Wisconsin Teacher Condemns Trump's Push for School Reopening Ahead of Pence Visit, Says Parents and Kids Will 'Certainly Die'

A teacher in Wisconsin spoke out this week against the Trump administration's push to reopen schools for in-person instruction in time for the fall semester.

Ned Dorff, a teacher at a K-8 school in Green Bay, said during an interview with local television station WFRV that he was concerned about the repercussions of schools reopening, as the coronavirus pandemic continues to threaten much of the country, including Wisconsin.

"They don't care that children, parents and teachers will inevitably get sick, they carry lifelong illness from exposure to the illness and that some will most certainly die," Dorff said of the president's administration.

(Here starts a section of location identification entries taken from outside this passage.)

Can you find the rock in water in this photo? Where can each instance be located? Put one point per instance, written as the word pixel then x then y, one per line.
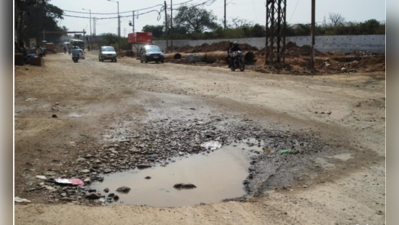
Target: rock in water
pixel 184 186
pixel 93 196
pixel 123 189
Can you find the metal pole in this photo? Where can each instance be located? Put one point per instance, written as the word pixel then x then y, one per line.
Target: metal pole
pixel 313 31
pixel 171 24
pixel 91 34
pixel 166 26
pixel 266 32
pixel 133 21
pixel 225 23
pixel 119 22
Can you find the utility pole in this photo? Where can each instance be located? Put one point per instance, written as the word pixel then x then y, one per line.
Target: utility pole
pixel 133 21
pixel 171 24
pixel 94 26
pixel 119 19
pixel 313 31
pixel 90 23
pixel 166 26
pixel 225 23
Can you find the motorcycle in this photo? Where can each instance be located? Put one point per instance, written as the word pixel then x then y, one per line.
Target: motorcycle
pixel 75 56
pixel 237 61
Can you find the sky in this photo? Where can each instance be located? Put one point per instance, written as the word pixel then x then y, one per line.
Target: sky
pixel 298 11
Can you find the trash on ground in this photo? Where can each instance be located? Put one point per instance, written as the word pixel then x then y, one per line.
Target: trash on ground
pixel 21 200
pixel 212 145
pixel 73 181
pixel 41 177
pixel 286 151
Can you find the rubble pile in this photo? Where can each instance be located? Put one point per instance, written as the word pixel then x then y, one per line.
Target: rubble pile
pixel 160 143
pixel 218 46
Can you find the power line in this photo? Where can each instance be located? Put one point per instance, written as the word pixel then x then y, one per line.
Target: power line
pixel 124 12
pixel 106 18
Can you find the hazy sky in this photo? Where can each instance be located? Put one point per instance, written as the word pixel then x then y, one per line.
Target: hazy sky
pixel 298 11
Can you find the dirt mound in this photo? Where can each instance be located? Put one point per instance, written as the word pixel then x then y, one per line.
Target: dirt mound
pixel 291 49
pixel 218 46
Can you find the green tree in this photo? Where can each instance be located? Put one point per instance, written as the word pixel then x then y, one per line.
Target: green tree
pixel 369 26
pixel 195 19
pixel 36 16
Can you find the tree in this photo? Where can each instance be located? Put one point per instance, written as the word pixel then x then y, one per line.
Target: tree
pixel 195 19
pixel 38 17
pixel 336 19
pixel 370 26
pixel 157 30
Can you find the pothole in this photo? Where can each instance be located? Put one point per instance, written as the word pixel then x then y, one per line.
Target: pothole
pixel 215 176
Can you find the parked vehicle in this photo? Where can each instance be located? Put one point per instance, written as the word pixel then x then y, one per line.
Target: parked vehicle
pixel 77 42
pixel 107 53
pixel 237 61
pixel 150 53
pixel 77 53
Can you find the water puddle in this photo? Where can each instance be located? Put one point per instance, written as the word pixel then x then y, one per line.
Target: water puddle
pixel 217 175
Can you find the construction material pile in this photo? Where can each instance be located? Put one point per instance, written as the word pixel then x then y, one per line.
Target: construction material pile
pixel 297 61
pixel 218 46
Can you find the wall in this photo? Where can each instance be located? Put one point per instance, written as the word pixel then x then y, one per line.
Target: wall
pixel 339 43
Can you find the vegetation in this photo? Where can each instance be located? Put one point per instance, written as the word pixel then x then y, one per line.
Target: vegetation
pixel 34 16
pixel 192 22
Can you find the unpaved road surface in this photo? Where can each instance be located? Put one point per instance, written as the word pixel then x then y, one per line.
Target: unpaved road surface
pixel 65 110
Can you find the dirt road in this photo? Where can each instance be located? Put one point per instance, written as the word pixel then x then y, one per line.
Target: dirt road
pixel 65 110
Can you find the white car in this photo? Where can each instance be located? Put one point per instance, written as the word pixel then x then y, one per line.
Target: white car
pixel 107 53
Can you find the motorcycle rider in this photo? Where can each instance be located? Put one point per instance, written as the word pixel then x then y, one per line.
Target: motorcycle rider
pixel 235 47
pixel 77 51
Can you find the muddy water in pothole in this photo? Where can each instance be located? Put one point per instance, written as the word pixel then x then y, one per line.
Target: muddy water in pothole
pixel 218 175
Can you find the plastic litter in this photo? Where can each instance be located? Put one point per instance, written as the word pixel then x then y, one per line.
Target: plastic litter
pixel 73 181
pixel 212 145
pixel 21 200
pixel 286 151
pixel 41 177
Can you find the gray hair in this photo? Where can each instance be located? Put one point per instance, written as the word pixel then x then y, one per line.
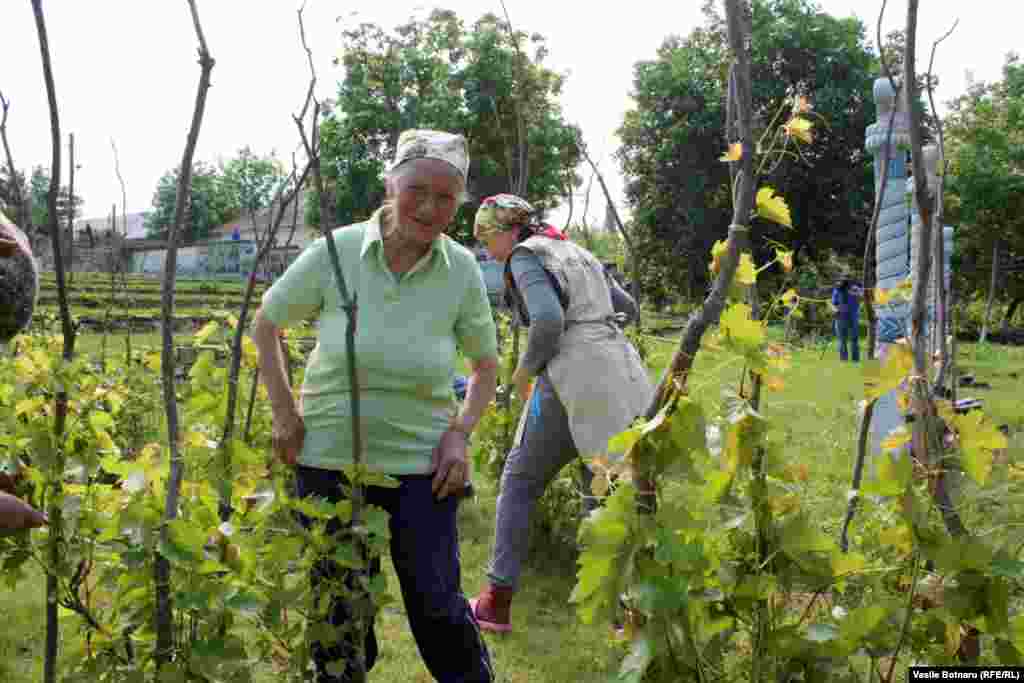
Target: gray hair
pixel 401 170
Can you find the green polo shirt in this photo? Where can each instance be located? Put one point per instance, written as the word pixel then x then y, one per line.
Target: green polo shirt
pixel 409 329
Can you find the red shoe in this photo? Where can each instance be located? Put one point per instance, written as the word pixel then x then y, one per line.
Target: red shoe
pixel 493 607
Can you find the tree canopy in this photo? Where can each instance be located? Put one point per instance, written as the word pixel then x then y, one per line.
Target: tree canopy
pixel 243 184
pixel 675 136
pixel 984 196
pixel 434 73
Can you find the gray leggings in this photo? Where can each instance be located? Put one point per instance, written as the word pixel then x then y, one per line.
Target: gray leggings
pixel 545 447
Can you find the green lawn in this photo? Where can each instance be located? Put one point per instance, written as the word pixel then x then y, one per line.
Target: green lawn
pixel 816 411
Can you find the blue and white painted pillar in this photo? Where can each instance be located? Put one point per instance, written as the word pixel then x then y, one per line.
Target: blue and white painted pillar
pixel 892 239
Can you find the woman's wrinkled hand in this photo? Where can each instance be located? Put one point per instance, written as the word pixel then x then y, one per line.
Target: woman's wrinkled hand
pixel 450 464
pixel 287 437
pixel 16 514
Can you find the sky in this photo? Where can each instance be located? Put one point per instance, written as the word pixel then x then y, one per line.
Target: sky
pixel 127 71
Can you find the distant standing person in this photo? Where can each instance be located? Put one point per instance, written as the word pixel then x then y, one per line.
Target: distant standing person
pixel 18 286
pixel 846 301
pixel 422 297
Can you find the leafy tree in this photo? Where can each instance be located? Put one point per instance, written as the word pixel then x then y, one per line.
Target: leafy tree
pixel 210 204
pixel 244 184
pixel 39 187
pixel 985 189
pixel 251 180
pixel 432 73
pixel 673 140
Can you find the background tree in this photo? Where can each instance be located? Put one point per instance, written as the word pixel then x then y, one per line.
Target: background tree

Dorff's criticisms of the federal reopening push for schools came shortly before Vice President Mike Pence was scheduled to visit the state and deliver a speech at a nearby college in Ripon. Pence has led the White House's coronavirus task force since late February, before any state shut down its businesses or instructed school districts to close. In the months since, the administration's response to the pandemic has fluctuated, with its latest focus aimed at reopening the national economy further and establishing a new normal as the country continues its battle with the virus.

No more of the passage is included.